What will the new government do to tackle clinical negligence costs? The financial burden on the NHS remains heavy but will Labour draw the same conclusion about where the blame lies?

The change of government was a prompt to contemplate the plethora of reforms brought in by previous administrations to tackle the perceived ‘claims culture’.

From the LASPO changes of more than a decade ago, through to the pursuit of fixed costs for clinical negligence claims, successive Conservative (and Conservative-led) administrations repeatedly sought to reduce claims and cut the money that could be made from them.

The media were often willing accomplices in attacks on the claims sector, though the assault has abated in recent years.

It might be expected that Labour will be more sympathetic to the claimant cause. Yet the temptation to bear down on legal costs will remain compelling in a straitened public spending environment.

This week’s annual report from claims resolution body NHS Resolution is a case in point. It suggests that despite efforts to resolve claims early, the financial burden of fighting them is increasing.

Claimant legal costs for NHS negligence cases went up by 11% in 2023/24 to £545.3m, while defence costs rose by 6.4% to £169m.

For clinical claims valued between £25,000 and £100,000, the average claimant legal costs award per claim was almost £55,000 – a 5% increase. The figure is still lower than the peak reported seven years ago, but has grown steadily since 2021.

For claims valued up to £25,000, lawyers charge £26,000 on average. Damages payments for resolving clinical claims in 2023/24 rose by almost 6%, to £2.1bn.

The level of claimant legal costs – particularly for lower-value claims – may lead a government under financial pressure to revisit the issue. The general election arrived with a plan to introduce fixed recoverable costs set in train, but the fine details have not yet been signed off. The intention had been to implement fixed costs for lower-value cases in October, but this has been in doubt since the Civil Procedure Rule Committee failed to discuss the issue at its meeting last month.

Labour has so far been silent on whether to embrace or spike fixed costs.

The need for action would appear more urgent because efforts to push more claims into mediation, or early settlement schemes, are showing signs of plateauing. In 81% of clinical claims, the matter was resolved without litigation – the highest volume ever recorded, but just one percentage point higher than last year. NHS Resolution said: ‘We recognise that this upward trend cannot continue indefinitely, but will always continue to promote dispute resolution over litigation.’

The number of clinical claims that were resolved in 2023/24 decreased by 1% to 13,382. Of those, 52% resulted in payment of damages, compared with 51% in 2022/23.

The NHS Resolution report effectively dangles another costs carrot in the direction of the government with its year-end provision for future claims liabilities, which has been reduced from £69bn to £58bn. Does this indicate that analysts are confident that ministers will act in their favour when the discount rate is reviewed later this year?

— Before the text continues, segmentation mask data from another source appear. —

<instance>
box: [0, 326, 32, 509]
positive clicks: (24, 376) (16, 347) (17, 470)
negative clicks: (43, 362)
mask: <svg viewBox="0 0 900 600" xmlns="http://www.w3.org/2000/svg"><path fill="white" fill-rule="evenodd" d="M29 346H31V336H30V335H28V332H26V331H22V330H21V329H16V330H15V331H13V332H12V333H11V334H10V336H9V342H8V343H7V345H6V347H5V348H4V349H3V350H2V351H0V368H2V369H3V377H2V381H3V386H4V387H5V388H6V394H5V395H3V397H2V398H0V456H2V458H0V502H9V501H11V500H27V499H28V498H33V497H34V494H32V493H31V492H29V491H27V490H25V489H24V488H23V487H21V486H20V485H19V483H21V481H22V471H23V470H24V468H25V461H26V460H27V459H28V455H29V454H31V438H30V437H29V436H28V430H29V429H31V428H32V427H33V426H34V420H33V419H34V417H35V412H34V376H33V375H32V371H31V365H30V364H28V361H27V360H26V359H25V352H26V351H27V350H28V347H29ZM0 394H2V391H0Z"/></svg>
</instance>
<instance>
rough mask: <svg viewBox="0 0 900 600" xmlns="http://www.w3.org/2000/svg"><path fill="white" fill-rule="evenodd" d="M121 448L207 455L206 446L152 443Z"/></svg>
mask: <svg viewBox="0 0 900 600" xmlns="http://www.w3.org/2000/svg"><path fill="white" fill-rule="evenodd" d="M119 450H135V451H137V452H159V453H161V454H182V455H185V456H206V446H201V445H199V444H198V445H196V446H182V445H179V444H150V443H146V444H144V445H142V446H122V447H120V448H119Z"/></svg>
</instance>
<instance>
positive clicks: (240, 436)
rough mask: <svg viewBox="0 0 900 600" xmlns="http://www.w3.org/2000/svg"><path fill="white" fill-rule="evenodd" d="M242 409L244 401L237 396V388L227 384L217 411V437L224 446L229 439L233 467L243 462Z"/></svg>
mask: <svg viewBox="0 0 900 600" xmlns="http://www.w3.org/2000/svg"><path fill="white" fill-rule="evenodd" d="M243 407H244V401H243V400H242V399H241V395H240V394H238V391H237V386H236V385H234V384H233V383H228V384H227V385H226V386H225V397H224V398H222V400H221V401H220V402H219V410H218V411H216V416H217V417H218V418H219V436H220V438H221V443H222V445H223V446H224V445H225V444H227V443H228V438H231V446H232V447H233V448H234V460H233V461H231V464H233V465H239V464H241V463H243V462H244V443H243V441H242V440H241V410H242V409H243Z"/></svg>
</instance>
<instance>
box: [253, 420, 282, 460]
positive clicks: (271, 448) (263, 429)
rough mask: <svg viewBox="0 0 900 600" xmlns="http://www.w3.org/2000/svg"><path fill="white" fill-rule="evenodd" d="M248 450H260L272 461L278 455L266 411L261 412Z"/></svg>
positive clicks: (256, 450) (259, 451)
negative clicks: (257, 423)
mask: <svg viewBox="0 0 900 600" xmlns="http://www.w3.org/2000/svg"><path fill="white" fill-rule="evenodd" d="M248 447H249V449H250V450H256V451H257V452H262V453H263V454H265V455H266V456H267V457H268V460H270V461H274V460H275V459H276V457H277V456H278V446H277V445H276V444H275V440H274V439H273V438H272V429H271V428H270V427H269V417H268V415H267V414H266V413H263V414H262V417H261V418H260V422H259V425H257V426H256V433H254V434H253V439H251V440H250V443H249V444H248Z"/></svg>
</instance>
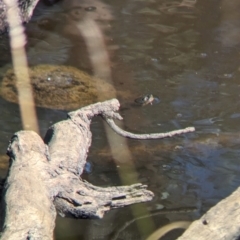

Ominously for the claimant sector, NHS Resolution says that despite a reduction in forecast claim numbers, ‘it is important to recognise that the in-year cost of clinical negligence across the NHS continues to be significant’.

Introducing the report, chief executive Helen Vernon said: ‘Claims trends have remained broadly steady in 2023/24 in terms of the numbers reported and resolved. Around half of clinical claims closed with compensation in 2023/24, as they did the previous year, demonstrating our continued commitment to investigating claims robustly and fairly, making damages payments where the merits of the case warrant it.

‘The overall value of damages, particularly for the most severely harmed, has continued to increase, as have claimant legal costs, but with some welcome positive signs such as a further reduction in damages inflation which has reduced the overall provision for clinical negligence.’

The prospect of more legislative change almost certainly receded when Labour won a landslide victory on 4 July – but it did not disappear. The Treasury has committed to existing spending plans, but newly elected MPs will need evidence of public spending increases to take back to their constituencies. Clinical negligence costs and damages are not historically at their highest, but they are increasing. The financial burden on the NHS from clinical negligence will be just as significant under Labour as it was under the Conservatives. But will Labour draw the same conclusion about whom is to blame?